The compactness of a complete liver, left lobe and right lobe models are 18, 18 and 16 respectively.

Fig. 3
figure 3

Top row A typical complete liver. Middle row Left lobe. Bottom row Right lobe. Left column Before registration. Middle and right columns After registration. The reference shape is shown in lower opacity. Warm/cold colors are larger/smaller distances respectively

Fig. 4
figure 4

Representation of a complex shape by a single model makes the corresponding mesh to be non-uniform

Table 1 Comparison of compactness, generalization, and specificity of left/right lobe models with the complete liver model

We performed experiments with the MDL and the TPS-RPM algorithms using our available dataset. Regarding the run-time of the code, our method took about 1400 s to prepare a model while the MDL method took more than 3600 s to do the task. Our method is more robust compared to the MDL as well. With respect to the TPS-RPM algorithm, our method improved the mean Specificity of the right lobe by 0.09 and the Compactness of the model by two less modes.

5 Discussion

In this paper, we built individual models for left and right lobes. It prevents the surface of a liver to be represented by a non-uniform mesh. In Fig. 4, a typical shape of a liver was represented by a single model using the MDL method. As it is seen, some parts of the left lobe are not covered completely. This happens since the modes of variation corresponding to the right lobe control the left modes as well.

Based on our previous research [21], we used the modified CPD to build left and right lobe models. Regarding the results shown in Fig. 3, the moving liver shape is clearly different from the reference shape. The left lobe of the moving shape is smaller than that of the reference shape. However, the left and right lobes of the moving liver were registered to the reference liver well.

The results of the compactness reveal that the right lobe model with 16 modes is more compact compared to the left lobe and complete liver models. This means that right lobes have simpler shapes compared with the left lobe and a complete liver.

The generalization index (Table 1) shows that the complete liver model had the least reconstruction error and the reconstruction error of the right lobe model was about 0.7 mm higher.

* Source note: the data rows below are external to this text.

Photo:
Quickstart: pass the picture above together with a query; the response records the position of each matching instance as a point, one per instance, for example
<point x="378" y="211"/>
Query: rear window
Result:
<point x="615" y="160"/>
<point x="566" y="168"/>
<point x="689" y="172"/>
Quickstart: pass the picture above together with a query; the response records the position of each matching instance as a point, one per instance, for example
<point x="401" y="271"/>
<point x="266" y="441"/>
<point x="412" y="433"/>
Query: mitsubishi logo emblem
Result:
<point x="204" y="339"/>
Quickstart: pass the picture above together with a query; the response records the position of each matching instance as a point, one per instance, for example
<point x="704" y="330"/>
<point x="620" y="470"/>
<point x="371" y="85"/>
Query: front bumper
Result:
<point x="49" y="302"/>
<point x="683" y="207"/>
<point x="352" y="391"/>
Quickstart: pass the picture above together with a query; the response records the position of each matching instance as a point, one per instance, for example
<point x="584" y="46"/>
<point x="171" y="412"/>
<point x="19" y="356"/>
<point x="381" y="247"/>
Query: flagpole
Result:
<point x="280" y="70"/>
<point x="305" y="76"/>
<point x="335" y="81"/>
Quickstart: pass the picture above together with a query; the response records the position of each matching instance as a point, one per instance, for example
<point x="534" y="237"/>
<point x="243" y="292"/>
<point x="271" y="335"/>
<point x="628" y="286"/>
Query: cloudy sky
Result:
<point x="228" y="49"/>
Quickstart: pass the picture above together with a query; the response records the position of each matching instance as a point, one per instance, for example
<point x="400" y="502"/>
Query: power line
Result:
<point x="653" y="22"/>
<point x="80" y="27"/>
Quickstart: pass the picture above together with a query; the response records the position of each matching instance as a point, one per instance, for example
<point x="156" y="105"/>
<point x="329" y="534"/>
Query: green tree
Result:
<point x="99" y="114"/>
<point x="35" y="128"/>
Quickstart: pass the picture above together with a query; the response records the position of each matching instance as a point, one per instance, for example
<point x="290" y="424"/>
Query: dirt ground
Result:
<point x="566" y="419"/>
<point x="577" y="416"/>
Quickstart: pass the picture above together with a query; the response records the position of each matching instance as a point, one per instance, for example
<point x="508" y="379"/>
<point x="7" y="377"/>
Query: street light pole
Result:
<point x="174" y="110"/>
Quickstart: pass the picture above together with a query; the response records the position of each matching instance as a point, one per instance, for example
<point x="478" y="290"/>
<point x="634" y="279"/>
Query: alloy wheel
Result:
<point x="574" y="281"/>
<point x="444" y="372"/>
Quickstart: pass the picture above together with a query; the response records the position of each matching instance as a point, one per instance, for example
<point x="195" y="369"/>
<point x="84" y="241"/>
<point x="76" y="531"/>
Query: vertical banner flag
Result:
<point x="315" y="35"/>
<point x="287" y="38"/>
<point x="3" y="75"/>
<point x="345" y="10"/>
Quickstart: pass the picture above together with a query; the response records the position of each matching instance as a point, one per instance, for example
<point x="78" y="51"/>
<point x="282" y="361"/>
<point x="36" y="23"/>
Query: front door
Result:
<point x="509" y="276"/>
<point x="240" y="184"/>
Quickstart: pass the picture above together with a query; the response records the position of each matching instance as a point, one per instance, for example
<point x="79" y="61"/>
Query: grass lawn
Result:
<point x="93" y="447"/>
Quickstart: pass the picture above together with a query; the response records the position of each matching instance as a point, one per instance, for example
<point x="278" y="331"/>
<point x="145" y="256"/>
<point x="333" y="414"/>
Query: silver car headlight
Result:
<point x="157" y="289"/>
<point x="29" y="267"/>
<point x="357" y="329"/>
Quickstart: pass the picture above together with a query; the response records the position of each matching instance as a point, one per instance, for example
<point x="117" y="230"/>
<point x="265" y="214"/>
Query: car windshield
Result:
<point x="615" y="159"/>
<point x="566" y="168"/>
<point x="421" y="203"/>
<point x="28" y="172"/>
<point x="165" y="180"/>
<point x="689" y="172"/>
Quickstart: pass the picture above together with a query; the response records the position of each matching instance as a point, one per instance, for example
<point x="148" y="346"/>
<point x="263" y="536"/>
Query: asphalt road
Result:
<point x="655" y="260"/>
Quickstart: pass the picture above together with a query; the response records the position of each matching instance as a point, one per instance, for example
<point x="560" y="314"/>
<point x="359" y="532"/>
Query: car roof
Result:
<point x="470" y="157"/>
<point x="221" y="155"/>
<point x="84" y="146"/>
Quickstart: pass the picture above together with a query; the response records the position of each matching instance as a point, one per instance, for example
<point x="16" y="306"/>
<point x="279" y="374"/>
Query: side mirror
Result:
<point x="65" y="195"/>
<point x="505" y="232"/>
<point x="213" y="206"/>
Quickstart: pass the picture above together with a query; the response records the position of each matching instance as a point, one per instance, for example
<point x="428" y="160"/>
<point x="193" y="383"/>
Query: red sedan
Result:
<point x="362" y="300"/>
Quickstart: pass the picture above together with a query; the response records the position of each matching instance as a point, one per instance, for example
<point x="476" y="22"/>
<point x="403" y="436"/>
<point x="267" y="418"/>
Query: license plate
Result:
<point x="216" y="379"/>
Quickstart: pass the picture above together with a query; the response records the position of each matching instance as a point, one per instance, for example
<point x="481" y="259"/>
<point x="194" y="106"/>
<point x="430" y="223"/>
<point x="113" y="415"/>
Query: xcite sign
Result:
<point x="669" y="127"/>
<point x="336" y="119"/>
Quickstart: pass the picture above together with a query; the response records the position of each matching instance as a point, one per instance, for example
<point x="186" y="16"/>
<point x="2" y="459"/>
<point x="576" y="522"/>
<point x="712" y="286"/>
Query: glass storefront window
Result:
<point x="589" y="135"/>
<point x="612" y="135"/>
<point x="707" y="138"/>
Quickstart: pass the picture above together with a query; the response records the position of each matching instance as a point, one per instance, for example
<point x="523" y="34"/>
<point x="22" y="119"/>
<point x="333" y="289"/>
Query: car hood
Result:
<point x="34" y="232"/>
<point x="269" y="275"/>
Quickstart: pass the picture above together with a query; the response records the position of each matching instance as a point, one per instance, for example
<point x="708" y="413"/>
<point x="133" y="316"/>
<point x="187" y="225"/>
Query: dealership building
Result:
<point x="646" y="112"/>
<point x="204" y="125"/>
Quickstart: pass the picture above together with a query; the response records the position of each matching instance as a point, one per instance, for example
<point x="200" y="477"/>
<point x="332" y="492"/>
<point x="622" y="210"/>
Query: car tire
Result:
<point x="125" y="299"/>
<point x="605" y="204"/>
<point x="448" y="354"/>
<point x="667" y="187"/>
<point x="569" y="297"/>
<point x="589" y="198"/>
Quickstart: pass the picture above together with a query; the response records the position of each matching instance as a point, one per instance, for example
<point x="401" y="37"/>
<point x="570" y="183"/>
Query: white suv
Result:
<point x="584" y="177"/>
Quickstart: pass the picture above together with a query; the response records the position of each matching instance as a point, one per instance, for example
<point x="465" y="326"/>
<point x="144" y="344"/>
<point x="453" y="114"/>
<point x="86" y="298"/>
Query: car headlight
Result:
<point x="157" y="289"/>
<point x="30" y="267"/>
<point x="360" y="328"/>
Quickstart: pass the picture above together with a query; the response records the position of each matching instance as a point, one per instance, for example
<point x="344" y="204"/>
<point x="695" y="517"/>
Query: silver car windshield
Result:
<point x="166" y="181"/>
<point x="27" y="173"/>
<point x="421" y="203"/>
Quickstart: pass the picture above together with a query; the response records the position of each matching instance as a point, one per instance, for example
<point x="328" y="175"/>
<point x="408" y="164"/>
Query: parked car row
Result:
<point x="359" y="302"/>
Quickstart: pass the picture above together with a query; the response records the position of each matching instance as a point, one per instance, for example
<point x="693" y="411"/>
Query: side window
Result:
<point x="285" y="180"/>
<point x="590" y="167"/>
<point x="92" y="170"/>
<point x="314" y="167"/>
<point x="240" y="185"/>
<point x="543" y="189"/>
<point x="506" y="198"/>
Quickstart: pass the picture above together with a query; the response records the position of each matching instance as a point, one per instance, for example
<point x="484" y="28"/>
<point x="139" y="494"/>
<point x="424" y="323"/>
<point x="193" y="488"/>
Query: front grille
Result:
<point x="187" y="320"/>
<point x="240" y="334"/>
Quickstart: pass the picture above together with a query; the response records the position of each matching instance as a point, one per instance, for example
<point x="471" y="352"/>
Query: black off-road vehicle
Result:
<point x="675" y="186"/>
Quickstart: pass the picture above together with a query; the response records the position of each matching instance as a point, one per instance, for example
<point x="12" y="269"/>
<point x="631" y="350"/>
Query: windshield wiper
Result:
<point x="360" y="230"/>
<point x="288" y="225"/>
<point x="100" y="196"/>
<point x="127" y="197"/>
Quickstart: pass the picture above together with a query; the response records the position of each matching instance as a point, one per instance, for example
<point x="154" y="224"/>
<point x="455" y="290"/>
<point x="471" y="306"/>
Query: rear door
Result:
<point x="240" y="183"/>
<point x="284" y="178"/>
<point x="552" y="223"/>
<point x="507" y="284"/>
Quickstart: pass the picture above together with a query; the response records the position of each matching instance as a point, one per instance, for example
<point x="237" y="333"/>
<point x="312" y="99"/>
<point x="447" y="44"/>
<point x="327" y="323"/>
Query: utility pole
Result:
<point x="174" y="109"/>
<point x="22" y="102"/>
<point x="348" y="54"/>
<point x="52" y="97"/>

The left lobe model had the worst result due to its complex shape.

The specificity measure (Table 1) shows that the right lobe model is more specific than both the left lobe and complete liver models. Therefore generated random shapes have lower distances from the training images.

The results reveal that decomposing a shape may affect the evaluating measures and thus lead to a more accurate model. Also, taking anatomical information into account may prevent assigning wrong correspondences in biological tissues.

6 Conclusion and future works

In this paper, we presented a robust point correspondence algorithm, decomposed a complex shape into simple parts, and built individual models for each part. The proposed approach helps us to represent the surface of a complex shape with uniform meshes and to build more accurate shape models. Regarding human liver, typical applications of an accurate shape model include precise segmentation of the hepatic volume [26] and detection of liver shape deformation which is considered as a kind of disease [27].

In future, we plan to divide a liver shape into more simple parts based on anatomical landmarks and develop a hierarchical model to represent complex shapes.